Congress is currently rewriting the farm bill, which includes rural development funding, in a climate of sequester-induced, across-the-board federal budget cuts. Depending on how deep Rural Development cuts are in the next farm bill, Minnesota communities will have a tougher time financing these programs.
Potential cuts come after a decade of already dwindling USDA Rural Development resources. Annual appropriation slashes and sequester have reduced Minnesota development staff by one-third (32 percent) from FY 2003 to FY 2013.

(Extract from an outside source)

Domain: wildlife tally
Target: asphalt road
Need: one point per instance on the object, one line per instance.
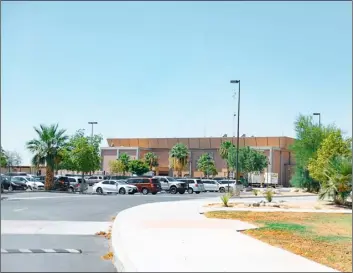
(41, 220)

Minnesota’s annual federal development dollars fluctuate greatly, depending on state needs, funding availability, and a number of other factors. Here’s some perspective, however. The state receives in the neighborhood of $630 million to $760 million in annual grants and loans, according to Minnesota’s USDA Rural Development office. Dollars typically fund the state’s smallest communities, most of which lack the tax base and population to afford infrastructure upgrades and development projects on their own. Funds cover programs in seven categories: business assistance, energy, housing, community facilities, water and sewer, utilities, and community/regional development.
These dollars aren’t handouts, but investments in rural communities that return dividends in the form of business growth, expanded access to health services, and population stability.
Blueprints for Rural Progress makes the following policy recommendations:
- Policymakers should consider the value USDA Rural Development programs produce for rural economies when evaluating farm bill funding.
- Rural communities should prepare for cuts and work with congressional officials to reduce their impact.
- State policymakers must prepare to counteract looming federal cuts by increasing capital bonding in the 2014 legislative session, with particular attention to Greater Minnesota projects.